A tal proposito mi prendo la libertà di raccontare un altro aneddoto: dopo cena io e mia moglie avevamo preso l’abitudine di passeggiare nei curatissimi giardini che costeggiano le rive di un fiume artificiale che attraversa la città. Il fresco della sera finalmente prendeva il posto della densa e calda umidità dell’aria del giorno, e finalmente potevamo godere un po’ di meritato riposo dalle lezioni e dagli impegni, passeggiando per curiosare e digerire l’ottima cena (sfatiamo falsi miti: la cucina cinese è buonissima!). Proprio in questo orario come noi, anche i cittadini del quartiere animavano la città mostrandone caratteristiche del tutto inaspettate. Nelle piazze grandi gruppi che comprendevano bambini, giovani uomini e donne e persone avanzate negli anni – insomma persone di ogni età – si riunivano per fare ginnastica al suono della musica, correre ascoltando musica, danzare la musica popolare, il suono dei clacson finalmente veniva smorzato dalla musica.

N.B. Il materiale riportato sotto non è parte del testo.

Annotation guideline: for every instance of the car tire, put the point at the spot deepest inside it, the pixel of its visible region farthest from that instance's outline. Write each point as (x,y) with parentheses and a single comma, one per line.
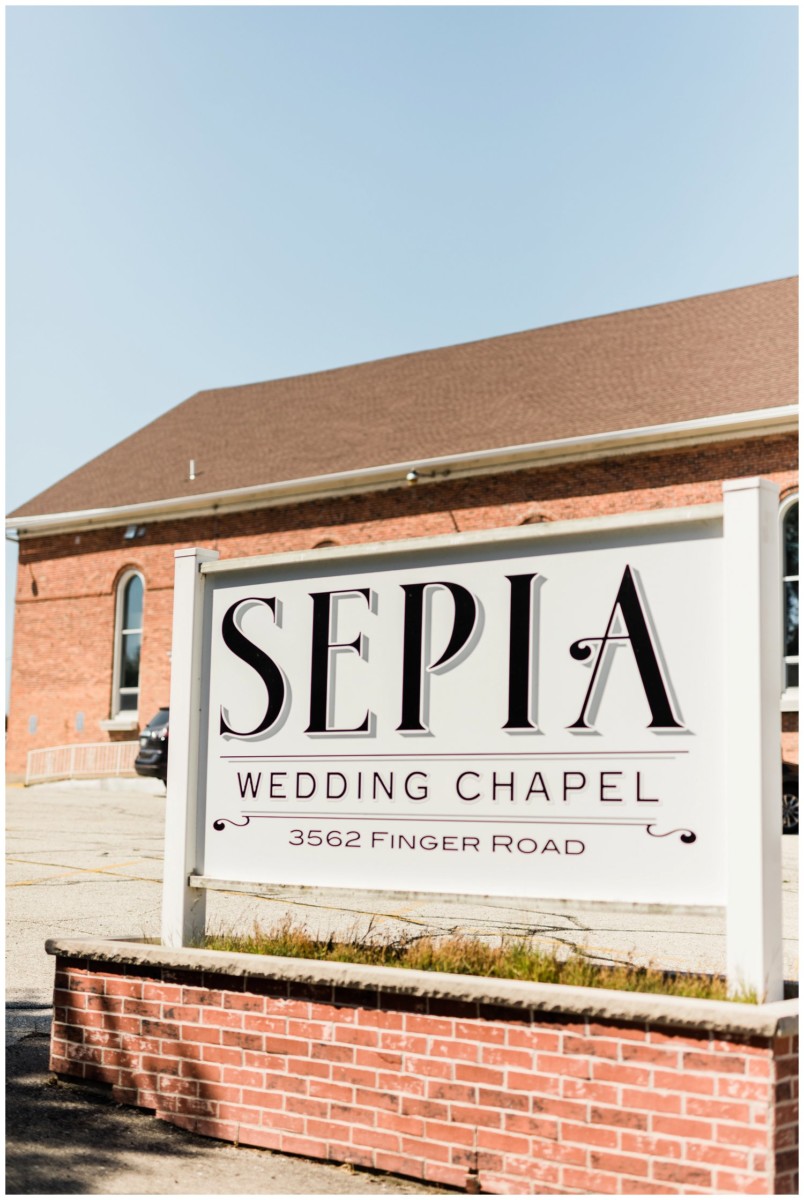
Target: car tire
(790,810)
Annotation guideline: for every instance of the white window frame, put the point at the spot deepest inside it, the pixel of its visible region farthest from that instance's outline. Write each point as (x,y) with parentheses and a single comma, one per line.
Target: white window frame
(789,695)
(129,718)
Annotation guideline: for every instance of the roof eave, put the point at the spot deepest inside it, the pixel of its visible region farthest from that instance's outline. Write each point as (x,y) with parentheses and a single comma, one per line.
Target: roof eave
(759,423)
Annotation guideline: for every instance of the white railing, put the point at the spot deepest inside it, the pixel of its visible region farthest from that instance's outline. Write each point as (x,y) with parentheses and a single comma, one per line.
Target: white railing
(88,761)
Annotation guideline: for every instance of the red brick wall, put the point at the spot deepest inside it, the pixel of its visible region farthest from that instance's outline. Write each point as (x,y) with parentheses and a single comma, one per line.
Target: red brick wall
(444,1091)
(65,589)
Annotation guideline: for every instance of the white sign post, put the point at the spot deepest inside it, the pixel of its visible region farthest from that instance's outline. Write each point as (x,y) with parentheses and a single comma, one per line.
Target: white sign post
(586,711)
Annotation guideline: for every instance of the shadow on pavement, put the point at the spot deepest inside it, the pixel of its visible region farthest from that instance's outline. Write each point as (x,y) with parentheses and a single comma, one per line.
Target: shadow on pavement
(64,1140)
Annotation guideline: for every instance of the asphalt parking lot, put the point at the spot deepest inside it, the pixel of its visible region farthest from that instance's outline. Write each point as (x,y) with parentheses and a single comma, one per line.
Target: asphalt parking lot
(87,861)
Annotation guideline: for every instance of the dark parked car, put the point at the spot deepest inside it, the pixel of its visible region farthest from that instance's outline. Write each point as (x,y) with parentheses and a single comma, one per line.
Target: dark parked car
(153,757)
(789,798)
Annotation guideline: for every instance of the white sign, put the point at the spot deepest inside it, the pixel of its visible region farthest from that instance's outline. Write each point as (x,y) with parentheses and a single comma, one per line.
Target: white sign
(538,712)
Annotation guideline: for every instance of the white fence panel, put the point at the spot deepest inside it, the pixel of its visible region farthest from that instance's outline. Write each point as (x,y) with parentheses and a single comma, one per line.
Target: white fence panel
(85,761)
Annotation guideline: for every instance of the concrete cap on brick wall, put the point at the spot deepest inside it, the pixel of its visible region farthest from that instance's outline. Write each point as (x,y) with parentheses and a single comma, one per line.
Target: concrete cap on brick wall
(600,1003)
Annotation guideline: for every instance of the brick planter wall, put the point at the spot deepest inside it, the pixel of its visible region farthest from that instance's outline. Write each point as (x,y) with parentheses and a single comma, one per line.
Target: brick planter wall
(517,1089)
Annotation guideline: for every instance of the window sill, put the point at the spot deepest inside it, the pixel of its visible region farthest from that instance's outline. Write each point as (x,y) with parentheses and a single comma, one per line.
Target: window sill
(120,724)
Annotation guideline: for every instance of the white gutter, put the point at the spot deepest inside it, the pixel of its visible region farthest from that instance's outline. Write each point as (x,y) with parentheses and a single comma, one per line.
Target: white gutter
(645,439)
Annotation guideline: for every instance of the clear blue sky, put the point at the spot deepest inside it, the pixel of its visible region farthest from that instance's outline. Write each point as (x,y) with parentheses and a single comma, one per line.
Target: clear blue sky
(199,196)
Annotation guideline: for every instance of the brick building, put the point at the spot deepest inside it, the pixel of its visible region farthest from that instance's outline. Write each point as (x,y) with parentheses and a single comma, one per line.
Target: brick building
(642,409)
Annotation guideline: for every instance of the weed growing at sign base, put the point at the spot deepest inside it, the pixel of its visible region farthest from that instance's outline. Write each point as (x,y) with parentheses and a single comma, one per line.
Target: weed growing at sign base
(513,958)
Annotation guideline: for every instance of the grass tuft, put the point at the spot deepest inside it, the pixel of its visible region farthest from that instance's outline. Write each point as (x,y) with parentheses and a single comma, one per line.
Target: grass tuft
(508,958)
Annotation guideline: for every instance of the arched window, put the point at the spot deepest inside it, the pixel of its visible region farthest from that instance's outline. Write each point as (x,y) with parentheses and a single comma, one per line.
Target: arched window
(790,597)
(127,643)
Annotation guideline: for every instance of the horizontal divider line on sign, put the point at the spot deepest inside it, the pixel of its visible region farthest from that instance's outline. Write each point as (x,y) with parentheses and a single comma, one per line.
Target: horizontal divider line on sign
(521,754)
(555,903)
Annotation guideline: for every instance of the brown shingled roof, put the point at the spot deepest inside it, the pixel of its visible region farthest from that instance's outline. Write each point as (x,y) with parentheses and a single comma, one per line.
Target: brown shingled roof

Finalmente la frenesia lasciava il posto all’armonia, al piacere di stare insieme, ma non solo con le chiacchiere e il sano bivacco, bensì e soprattutto con la condivisione della cosa più importante che ci appartiene, forse l’unica di cui abbiamo veramente la responsabilità e che merita più di tutto di cura, il proprio corpo, che non è un elemento isolato dal resto, ma si muove con gli altri corpi, all’unisono, con movimenti gentili e identici, divenendo espressione di sé stesso e della collettività.






Il corso intensivo di disegno, si è rivelato un’occasione di incontro di due impostazioni culturali diverse, che oltre ad avere fornito a me stimoli interessanti, mi ha dato la possibilità di condividere con gli allievi questo incontro tra civiltà che si guardano, mantenendo ognuno la propria forte identità: l’Occidente e l’Oriente. I nostri sono due mondi complementari in continuo dialogo, una conversazione che si snoda nei millenni e che trova in sé stessa nuovi stimoli che fecondano le diverse epoche, assumendo infinite forme nelle tante manifestazioni espressive dell’Eurasia, in cui antichissime radici si intrecciano come le sinapsi di una mente in continua riflessione, arterie di strade infinite che veicolano particelle di senso in continua trasformazione, da una costa all’altra, sulle montagne e sulle vallate, nelle scuole, nelle università, nelle accademie, nei libri, nelle transizioni dei mercanti e nei dialoghi degli ambasciatori, fino a proiettarci nello spazio. Tante piccole scintille di incontri, tra discipline, visioni del mondo, idee, ma soprattutto momenti, sguardi, dialogo, vita. Ho visto negli occhi di questi giovanissimi l’energia che muove un futuro di condivisione di cui l’arte è indispensabile promotrice e memoria. Ho visto gli occhi di una civiltà rivolti con curiosità e voglia di conoscere un’altra civiltà, trasportando tutta l’aula, con il suono delle matite che strusciavano sul foglio, con il sommesso chiacchiericcio e i rumori che venivano dalla strada, nello straordinario flusso del tempo di tutta l’umanità.